Hmmm. I can smell that Christmas cake, it's making my tummy rumble. Think I really ought to make ours this week. (Been saying that for the last 3 weeks!)
Tess looks a bit 'Queen Victoria-ish' in that new photo, certainly posing.
Good to hear your getting back into the sewing habit. Love the book cover, very nice.

Arija said...

How delightfully peaceful your countryside and baking sound ,,, except for the male bonding banging away across the fields.
I love the thought of the aroma of baking in your house,the hoar frost on the trees and the earliest of earlies poking up their heads ahead of time, or are they predicting a mild winter?

Studio Sylvia said...

What a gorgeous photo of the hoar frost! Lovely descriptions conjure up beautiful images of your walk Weaver. Well if the men are making as much noise as I imagine, hopefully the wildlife has heeded the warning. Christmas cakes in the kitchen? delicious aromas which I can only drool over.

Penny said...

The new header is a beauty, andthe smell o baking, I love it but no one eats fuit cake in my family anymore.

ewix said...

This was a particularly lovely post, Weaver.
I was with you every step of the way. The birds, Tess and the rabbits.
So important that you record these things so precisely.
We never had a gun in the house and used to send for Tim from down the road if we had a rat....
Happy baking.

Elisabeth said...

It is a treat to wander with you through your house out into the fields, with Tess at your side, even against the horrible background blaring of those infernal guns. I hope they missed their mark.

But you, Weaver, never miss. And the images are so wonderful.

I love to see snow/frost covered trees at my desktop while outside my window a hot summer sun shines.

mansuetude said...

i feel a song in your writing voice, one can travel its rhythms quite lovely.

Cloudia said...

Enjoyed this walk so much that I feel like barking at a rabbit myself...



Aloha, Friend!


Comfort Spiral

The Weaver of Grass said...

Hi everyone on this pouring wet morning - after yesterday's sunshine it has been wet all night, the river is over, we are cut off from our lunch date today and all the fields are flooded.

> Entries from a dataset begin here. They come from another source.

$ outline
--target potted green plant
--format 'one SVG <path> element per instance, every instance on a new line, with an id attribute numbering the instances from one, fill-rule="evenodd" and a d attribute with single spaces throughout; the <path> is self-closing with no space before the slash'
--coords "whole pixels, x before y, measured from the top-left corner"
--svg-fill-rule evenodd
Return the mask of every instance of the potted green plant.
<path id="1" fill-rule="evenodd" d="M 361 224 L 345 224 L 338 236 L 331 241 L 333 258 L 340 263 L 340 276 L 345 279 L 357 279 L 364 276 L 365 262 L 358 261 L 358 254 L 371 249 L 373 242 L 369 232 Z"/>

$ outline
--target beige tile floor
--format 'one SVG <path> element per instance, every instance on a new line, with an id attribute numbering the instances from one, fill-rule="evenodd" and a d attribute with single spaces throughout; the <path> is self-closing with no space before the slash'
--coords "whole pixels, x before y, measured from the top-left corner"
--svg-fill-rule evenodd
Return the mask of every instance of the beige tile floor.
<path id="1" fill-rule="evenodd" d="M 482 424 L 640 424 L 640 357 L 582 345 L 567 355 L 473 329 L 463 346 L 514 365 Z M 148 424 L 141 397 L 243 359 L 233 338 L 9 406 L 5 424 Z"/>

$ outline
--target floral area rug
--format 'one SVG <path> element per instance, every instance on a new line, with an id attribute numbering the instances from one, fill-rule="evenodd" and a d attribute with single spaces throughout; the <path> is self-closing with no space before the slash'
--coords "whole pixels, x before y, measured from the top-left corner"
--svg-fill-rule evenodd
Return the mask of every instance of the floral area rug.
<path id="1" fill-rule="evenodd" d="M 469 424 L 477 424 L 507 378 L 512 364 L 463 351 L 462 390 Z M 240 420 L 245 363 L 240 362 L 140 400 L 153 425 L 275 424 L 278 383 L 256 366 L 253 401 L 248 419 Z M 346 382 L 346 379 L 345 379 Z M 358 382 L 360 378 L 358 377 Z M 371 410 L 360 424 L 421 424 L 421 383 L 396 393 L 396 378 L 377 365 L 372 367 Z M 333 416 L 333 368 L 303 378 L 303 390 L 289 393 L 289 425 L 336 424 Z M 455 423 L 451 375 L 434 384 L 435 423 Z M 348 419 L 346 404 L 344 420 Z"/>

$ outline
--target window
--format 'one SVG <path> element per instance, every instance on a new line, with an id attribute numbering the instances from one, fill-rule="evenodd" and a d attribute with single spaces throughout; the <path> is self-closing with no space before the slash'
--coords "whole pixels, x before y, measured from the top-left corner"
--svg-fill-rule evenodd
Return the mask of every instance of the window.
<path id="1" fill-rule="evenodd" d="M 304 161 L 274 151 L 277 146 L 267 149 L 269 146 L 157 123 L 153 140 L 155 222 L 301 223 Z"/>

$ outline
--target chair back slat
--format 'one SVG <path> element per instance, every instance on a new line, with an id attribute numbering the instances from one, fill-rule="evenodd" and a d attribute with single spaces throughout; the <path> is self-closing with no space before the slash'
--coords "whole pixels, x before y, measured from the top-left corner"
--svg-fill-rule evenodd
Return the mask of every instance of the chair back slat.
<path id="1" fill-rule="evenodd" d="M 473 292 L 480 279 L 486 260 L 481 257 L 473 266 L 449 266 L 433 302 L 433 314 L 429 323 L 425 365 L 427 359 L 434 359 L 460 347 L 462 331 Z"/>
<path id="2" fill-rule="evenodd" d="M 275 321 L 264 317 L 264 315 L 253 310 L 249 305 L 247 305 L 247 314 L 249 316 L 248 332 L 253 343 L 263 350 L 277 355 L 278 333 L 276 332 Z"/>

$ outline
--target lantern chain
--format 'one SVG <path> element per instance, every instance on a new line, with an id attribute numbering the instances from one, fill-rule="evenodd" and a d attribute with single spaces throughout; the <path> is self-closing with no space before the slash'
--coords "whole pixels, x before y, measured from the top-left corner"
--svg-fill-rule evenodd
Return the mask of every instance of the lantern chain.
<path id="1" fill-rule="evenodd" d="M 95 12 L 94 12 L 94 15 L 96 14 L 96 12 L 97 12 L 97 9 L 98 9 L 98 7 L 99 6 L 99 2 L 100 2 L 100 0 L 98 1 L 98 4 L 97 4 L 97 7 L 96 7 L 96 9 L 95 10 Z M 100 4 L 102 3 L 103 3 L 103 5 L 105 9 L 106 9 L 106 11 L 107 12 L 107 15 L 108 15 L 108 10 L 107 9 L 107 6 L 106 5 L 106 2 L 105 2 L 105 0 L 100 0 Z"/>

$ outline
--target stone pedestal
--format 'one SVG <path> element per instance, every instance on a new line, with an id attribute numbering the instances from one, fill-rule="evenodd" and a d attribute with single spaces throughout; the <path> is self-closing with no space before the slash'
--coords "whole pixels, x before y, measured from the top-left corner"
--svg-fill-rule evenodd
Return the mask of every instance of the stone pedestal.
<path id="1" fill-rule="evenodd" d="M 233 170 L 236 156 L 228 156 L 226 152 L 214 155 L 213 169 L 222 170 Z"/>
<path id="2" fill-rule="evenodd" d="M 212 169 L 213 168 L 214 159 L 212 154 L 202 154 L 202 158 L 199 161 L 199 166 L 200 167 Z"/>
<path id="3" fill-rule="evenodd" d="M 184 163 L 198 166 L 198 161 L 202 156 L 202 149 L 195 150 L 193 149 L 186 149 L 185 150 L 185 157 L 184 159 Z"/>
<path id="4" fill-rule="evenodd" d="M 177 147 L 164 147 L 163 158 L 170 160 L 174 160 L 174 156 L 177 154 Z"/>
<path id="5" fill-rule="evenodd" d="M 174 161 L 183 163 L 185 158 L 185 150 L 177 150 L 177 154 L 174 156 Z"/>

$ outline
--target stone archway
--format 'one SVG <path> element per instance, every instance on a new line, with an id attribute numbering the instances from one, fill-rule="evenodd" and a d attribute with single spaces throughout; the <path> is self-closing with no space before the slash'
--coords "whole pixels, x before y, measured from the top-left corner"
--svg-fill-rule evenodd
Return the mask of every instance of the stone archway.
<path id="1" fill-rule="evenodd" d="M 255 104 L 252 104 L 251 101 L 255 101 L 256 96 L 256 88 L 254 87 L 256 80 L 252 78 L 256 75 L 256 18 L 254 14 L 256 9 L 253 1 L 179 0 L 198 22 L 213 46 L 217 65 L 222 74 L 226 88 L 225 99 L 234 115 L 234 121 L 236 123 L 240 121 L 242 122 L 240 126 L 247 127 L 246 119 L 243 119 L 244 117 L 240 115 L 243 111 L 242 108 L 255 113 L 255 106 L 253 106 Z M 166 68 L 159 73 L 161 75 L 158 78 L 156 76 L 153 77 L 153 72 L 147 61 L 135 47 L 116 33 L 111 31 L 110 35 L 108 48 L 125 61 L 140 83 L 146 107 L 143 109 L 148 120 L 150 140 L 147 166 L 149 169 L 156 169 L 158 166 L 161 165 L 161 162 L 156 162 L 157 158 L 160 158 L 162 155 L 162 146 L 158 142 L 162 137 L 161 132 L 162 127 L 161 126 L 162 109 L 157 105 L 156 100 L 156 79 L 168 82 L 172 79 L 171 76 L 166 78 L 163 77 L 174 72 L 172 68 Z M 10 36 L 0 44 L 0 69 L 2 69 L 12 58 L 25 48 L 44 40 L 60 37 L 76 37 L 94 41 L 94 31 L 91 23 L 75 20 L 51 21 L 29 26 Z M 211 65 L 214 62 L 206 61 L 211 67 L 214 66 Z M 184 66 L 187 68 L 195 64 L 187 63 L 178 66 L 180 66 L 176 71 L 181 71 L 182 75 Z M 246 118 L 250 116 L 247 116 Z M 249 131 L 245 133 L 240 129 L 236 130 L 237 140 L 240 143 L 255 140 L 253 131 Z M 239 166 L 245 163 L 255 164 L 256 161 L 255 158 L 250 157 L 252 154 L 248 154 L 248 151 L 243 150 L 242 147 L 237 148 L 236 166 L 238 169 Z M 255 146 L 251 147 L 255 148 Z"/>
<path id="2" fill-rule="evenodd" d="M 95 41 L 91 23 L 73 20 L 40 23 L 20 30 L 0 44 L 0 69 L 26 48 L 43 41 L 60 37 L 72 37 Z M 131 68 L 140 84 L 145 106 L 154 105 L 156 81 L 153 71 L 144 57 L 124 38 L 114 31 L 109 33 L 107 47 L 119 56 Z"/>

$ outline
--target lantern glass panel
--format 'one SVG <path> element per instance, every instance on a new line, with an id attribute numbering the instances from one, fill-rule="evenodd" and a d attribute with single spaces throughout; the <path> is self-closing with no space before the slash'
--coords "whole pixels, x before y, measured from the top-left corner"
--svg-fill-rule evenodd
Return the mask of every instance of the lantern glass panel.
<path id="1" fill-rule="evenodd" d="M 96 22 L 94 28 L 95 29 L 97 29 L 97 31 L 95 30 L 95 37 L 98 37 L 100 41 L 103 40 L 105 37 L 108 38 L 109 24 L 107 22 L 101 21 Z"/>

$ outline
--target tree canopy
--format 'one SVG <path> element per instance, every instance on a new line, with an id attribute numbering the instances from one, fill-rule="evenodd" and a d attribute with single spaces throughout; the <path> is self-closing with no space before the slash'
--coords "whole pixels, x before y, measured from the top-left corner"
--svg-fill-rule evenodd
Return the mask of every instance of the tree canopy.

Such is the temperament of British weather.
Glad you like the new header. It was taken last winter when we had several hoar frosts - they are quite rare here but when they occur they are magic.
Seven pheasants appeared under our pine trees during the shoot - at least they are learning to keep out of the way.
I am just donning wellies to go out and take a photograph so that on today's blog you can all see just how awful the weather is.
As usual, thank you for the comments.
Thanks poet for the compliment on the handwriting - not sure why I move away from the margin - there could be something psychological in it!

ChrisJ said...

What a beautiful photo of hoar frost! I certainly enjoyed your walk. Tess looks adorable enough to be hugged, but perhaps a bit too wriggly? I have never seen a bullfinch, tho I studied birds while at teacher's college near Bakewell. I had to learn most of the birds over again when we moved to the States. We don't have such a great variety in Southern Californis, but I imagine green and bushy places like Pennsylvania have more variety.

Pat Posner said...

Love the header photo, Weaver.

Tim & Ted and I enjoyed sharing your walk.

xxPat

Pamela Terry and Edward said...

How I do hate hunting season. I shall never understand the "joy" of killing animals.

I do love the new photograph of the beauty Tess!!